In Chechnya, everyone understands that the point of such rallies is to instruct and frighten anyone who plans to join the ranks of the Islamic State. They show quite clearly that the government won’t be easy on militants’ relatives, and the least they’ll have to endure is public penance for the actions of their children. Worse still, they can become the subjects of a blood feud with the relatives of their children’s victims, and they’ll be expelled from the republic, without means of subsistence.

The pressure being exerted on relatives of militants isn’t a new phenomenon. As fat back as the Russian conquest of the Caucasus in the 19th century, dozens of Chechen villages together with their residents were burnt down and destroyed by order of General Aleksey Yermolov, but the current scale is unprecedented. There are numerous videos online from the state TV channel, where the authorities force parents to curse their dead children in public, standing over their bodies.

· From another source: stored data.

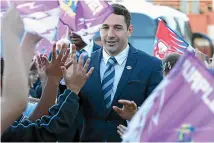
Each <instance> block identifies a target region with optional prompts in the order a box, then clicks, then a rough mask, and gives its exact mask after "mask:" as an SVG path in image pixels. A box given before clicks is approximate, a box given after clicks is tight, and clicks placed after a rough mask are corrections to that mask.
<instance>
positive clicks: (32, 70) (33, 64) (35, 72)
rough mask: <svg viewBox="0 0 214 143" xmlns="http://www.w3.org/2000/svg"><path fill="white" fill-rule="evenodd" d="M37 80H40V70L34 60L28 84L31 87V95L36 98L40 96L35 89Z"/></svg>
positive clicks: (36, 82) (30, 88) (38, 80)
mask: <svg viewBox="0 0 214 143" xmlns="http://www.w3.org/2000/svg"><path fill="white" fill-rule="evenodd" d="M37 82H39V75H38V70H37V66H36V63H35V61H32V62H31V65H30V72H29V77H28V85H29V88H30V92H29V96H31V97H34V98H37V97H38V96H37V94H36V91H35V85H36V83H37Z"/></svg>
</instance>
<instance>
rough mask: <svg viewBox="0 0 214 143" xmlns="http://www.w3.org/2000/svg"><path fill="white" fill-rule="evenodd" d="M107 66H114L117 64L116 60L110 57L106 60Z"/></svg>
mask: <svg viewBox="0 0 214 143" xmlns="http://www.w3.org/2000/svg"><path fill="white" fill-rule="evenodd" d="M108 64H109V65H110V66H114V65H115V64H117V60H116V59H115V58H114V57H110V58H109V59H108Z"/></svg>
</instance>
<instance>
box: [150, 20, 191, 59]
mask: <svg viewBox="0 0 214 143" xmlns="http://www.w3.org/2000/svg"><path fill="white" fill-rule="evenodd" d="M188 47H189V44H188V43H187V42H185V41H184V40H183V39H182V38H181V37H180V36H179V35H178V34H176V33H175V32H174V31H173V30H172V29H170V28H169V27H168V26H167V25H166V24H165V23H164V22H163V21H162V20H159V23H158V28H157V32H156V39H155V48H154V56H155V57H157V58H159V59H163V58H164V57H165V56H166V55H168V54H170V53H175V52H176V53H178V54H183V53H184V51H185V50H186V49H187V48H188Z"/></svg>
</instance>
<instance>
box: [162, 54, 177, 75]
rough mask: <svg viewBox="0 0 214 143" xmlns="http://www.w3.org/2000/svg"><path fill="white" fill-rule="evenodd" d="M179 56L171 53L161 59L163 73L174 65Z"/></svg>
mask: <svg viewBox="0 0 214 143" xmlns="http://www.w3.org/2000/svg"><path fill="white" fill-rule="evenodd" d="M179 58H180V55H179V54H177V53H172V54H169V55H167V56H166V57H165V58H164V59H163V66H164V67H163V71H164V75H165V76H166V75H167V74H168V73H169V72H170V70H171V69H172V68H173V67H174V65H175V64H176V63H177V61H178V59H179Z"/></svg>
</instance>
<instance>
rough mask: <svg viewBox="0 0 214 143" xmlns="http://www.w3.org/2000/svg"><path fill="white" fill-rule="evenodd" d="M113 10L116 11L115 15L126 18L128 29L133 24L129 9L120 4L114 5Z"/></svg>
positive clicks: (127, 27) (112, 5)
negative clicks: (131, 22) (128, 27)
mask: <svg viewBox="0 0 214 143" xmlns="http://www.w3.org/2000/svg"><path fill="white" fill-rule="evenodd" d="M112 8H113V10H114V14H116V15H122V16H124V19H125V22H126V25H127V28H128V27H129V26H130V23H131V15H130V12H129V11H128V9H127V8H126V7H125V6H123V5H120V4H112Z"/></svg>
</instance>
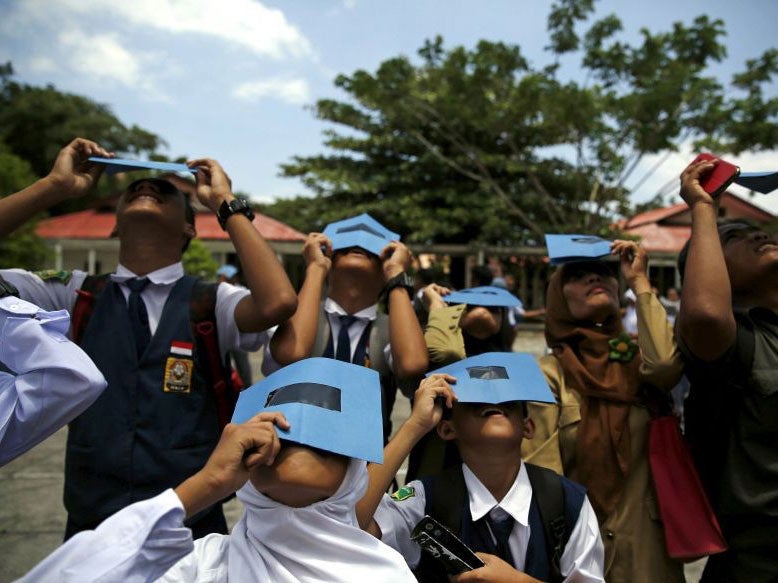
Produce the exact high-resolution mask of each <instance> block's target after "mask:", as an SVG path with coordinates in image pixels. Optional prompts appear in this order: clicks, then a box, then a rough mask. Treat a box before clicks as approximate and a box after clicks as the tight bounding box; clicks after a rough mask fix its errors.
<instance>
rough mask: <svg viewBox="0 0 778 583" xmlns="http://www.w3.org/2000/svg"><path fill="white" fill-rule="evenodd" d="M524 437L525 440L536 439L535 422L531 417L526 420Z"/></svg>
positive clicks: (522, 432) (523, 432)
mask: <svg viewBox="0 0 778 583" xmlns="http://www.w3.org/2000/svg"><path fill="white" fill-rule="evenodd" d="M522 437H524V439H532V438H533V437H535V422H534V421H533V420H532V418H531V417H525V418H524V430H523V431H522Z"/></svg>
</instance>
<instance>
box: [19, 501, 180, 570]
mask: <svg viewBox="0 0 778 583" xmlns="http://www.w3.org/2000/svg"><path fill="white" fill-rule="evenodd" d="M193 549H194V543H193V541H192V531H191V530H189V529H188V528H186V527H185V526H184V507H183V506H182V505H181V500H179V498H178V496H176V493H175V492H174V491H173V490H172V489H168V490H165V491H164V492H162V494H159V495H158V496H155V497H154V498H149V499H148V500H143V501H141V502H136V503H135V504H131V505H130V506H127V507H125V508H123V509H122V510H120V511H119V512H117V513H116V514H114V515H112V516H109V517H108V518H106V519H105V520H104V521H103V522H102V523H100V526H98V527H97V528H96V529H95V530H85V531H82V532H79V533H78V534H76V535H75V536H73V537H72V538H70V539H68V540H67V541H66V542H65V543H64V544H63V545H62V546H60V547H59V548H58V549H57V550H55V551H54V552H53V553H51V554H50V555H49V556H48V557H46V558H45V559H44V560H43V561H41V562H40V563H38V565H36V566H35V567H34V568H33V569H32V571H30V572H29V573H27V574H26V575H25V576H24V577H22V578H21V579H19V582H20V583H22V582H23V583H49V582H51V583H54V582H58V581H74V582H75V581H90V582H95V583H96V582H104V583H118V582H120V581H121V582H122V583H136V582H137V583H141V582H143V583H145V582H147V581H154V580H156V579H158V578H159V577H161V576H162V575H164V574H165V572H166V571H167V570H168V569H170V567H172V566H173V565H175V564H176V563H177V562H178V561H179V560H180V559H182V558H183V557H185V556H187V555H188V554H189V553H191V552H192V550H193Z"/></svg>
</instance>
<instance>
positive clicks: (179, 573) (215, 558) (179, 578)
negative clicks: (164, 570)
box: [159, 534, 230, 583]
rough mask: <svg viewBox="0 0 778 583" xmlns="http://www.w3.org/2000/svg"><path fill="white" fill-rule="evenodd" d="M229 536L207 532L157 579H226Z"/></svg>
mask: <svg viewBox="0 0 778 583" xmlns="http://www.w3.org/2000/svg"><path fill="white" fill-rule="evenodd" d="M229 539H230V537H229V536H227V535H223V534H209V535H208V536H205V537H203V538H201V539H197V540H196V541H194V550H193V551H192V552H191V553H189V554H188V555H187V556H185V557H184V558H183V559H181V560H180V561H178V563H176V564H175V565H173V566H172V567H171V568H170V569H169V570H168V571H167V572H166V573H165V574H164V575H163V576H162V577H161V578H160V579H159V581H163V582H168V583H172V582H173V581H226V580H227V567H228V563H227V559H228V555H229Z"/></svg>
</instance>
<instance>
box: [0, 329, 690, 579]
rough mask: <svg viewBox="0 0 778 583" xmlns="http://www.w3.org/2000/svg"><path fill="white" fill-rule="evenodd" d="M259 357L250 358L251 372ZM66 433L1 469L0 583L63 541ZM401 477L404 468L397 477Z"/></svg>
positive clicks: (395, 406) (38, 560) (229, 506)
mask: <svg viewBox="0 0 778 583" xmlns="http://www.w3.org/2000/svg"><path fill="white" fill-rule="evenodd" d="M543 347H544V342H543V337H542V333H541V332H538V331H536V332H527V333H523V334H521V335H519V338H518V339H517V341H516V344H515V345H514V350H518V351H526V352H533V353H535V354H537V355H540V354H542V352H543ZM259 364H260V363H259V359H258V358H256V357H255V358H253V359H252V365H253V367H254V370H255V374H257V372H258V371H259ZM408 413H409V406H408V400H407V399H406V398H405V397H403V396H401V395H398V397H397V405H396V406H395V410H394V413H393V419H394V427H395V428H397V427H398V426H399V425H400V423H402V421H403V420H404V419H405V418H406V417H407V416H408ZM66 436H67V432H66V430H65V429H63V430H61V431H59V432H58V433H56V434H55V435H54V436H52V437H51V438H49V439H48V440H47V441H45V442H44V443H42V444H40V445H39V446H37V447H36V448H34V449H33V450H31V451H30V452H28V453H27V454H25V455H23V456H22V457H20V458H18V459H16V460H14V461H13V462H11V463H10V464H8V465H7V466H5V467H3V468H0V549H2V553H0V583H5V582H7V581H12V580H14V579H16V578H18V577H21V576H22V575H24V574H25V573H26V572H27V571H28V570H29V569H30V568H31V567H32V566H34V565H35V564H36V563H37V562H39V561H40V560H41V559H43V558H44V557H45V556H46V555H48V554H49V553H50V552H51V551H53V550H54V549H55V548H57V546H59V544H60V543H61V541H62V533H63V532H64V530H65V512H64V509H63V506H62V486H63V478H62V475H63V471H64V465H65V464H64V446H65V439H66ZM402 478H404V470H403V471H402V474H401V476H400V481H402ZM226 512H227V518H228V521H229V522H230V525H232V524H234V522H235V521H236V520H237V519H238V517H239V516H240V514H241V512H242V510H241V508H240V503H239V502H238V501H237V500H233V501H231V502H229V503H228V504H227V505H226ZM687 575H688V577H687V580H688V581H697V580H698V578H699V567H698V566H696V565H695V566H694V567H693V568H692V569H691V570H690V571H687Z"/></svg>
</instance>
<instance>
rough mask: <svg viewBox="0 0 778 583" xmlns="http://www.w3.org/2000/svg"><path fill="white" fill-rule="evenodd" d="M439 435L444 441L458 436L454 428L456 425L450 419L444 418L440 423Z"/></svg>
mask: <svg viewBox="0 0 778 583" xmlns="http://www.w3.org/2000/svg"><path fill="white" fill-rule="evenodd" d="M437 430H438V436H439V437H440V438H441V439H442V440H443V441H452V440H454V439H456V438H457V432H456V430H455V429H454V425H453V424H452V423H451V420H450V419H443V420H442V421H441V422H440V423H438V427H437Z"/></svg>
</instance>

There is one sensational story of an elderly resident of the town of Shali named Danilbek, who refused to curse his son and instead blessed his death in the presence of the head of the of Shali District Police, Magomed Daudov (now Chairman of the Parliament of Chechnya). For his impertinence, he was badly beaten, in front of his relatives. The old man, who has lost four sons during the wars in Chechnya, suffered a heart attack as a result of the beating. His relatives took him to Moscow for treatment. He now lives in Europe.

The Chechen authorities are very selective regarding their choice of people to terrorise for the actions of their relatives who took up arms. All close relatives on the paternal side, all the way up to second cousins, are subjected to strong pressure. Intimidation and beatings become common. The Prosecutor’s Office and the Investigative Committee of Russia are obliged to prevent such crimes, but instead they pretend not to notice them. None of the persecuted families wish to file written complaints to the prosecutors. If they did, they assume, they would face even greater terror.

Five or six years ago, in areas where there were still militants hiding in the mountains of Chechnya, the authorities forced close relatives of the militants to walk in front of the police and soldiers during special operations. This tactic was first used during the Russian conquest of the Caucasus. Even in 1976, when the last Chechen abrek (anti-Russian guerrilla fighter), Khasukha Magomadov, was killed, his brother was put at the forefront of a number of police and security forces during the operation. He was forced to go first towards the emaciated 71-year-old Khasukha, who was hiding in a mountain cemetery in Shatoy district, hoping that brother wouldn’t shoot at brother, and if so — he would become the first victim.

Chechnya’s president Ramzan Kadyrov favours this tactic today. It was on his orders that brothers and fathers were driven into the forest in order detain or kill their militant relatives.

Cruelty and collective family responsibility on the part of the authorities are among the reasons which led many Chechen fighters to travel outside Russia to Syria, and to participate in the conflict in the ranks of the Islamic State. It may seem on the surface that the Kremlin’s dream of subduing Chechens has come true, but the reality is more problematic. The Chechenisation of the conflict, i.e. making Chechens fight against Chechens, is bound to backfire eventually. Chechens will not forgive other Chechens’ mockery, abuse, and cruelty to the innocent. Their hatred towards the perpetrators and their helpers will be expressed in silence, for now. A Chechen’s silence, while they’re holding inside a deathly offence, is often more eloquent than loud speeches. No-one knows when or where, or even in what generation, but this resentment will eventually explode.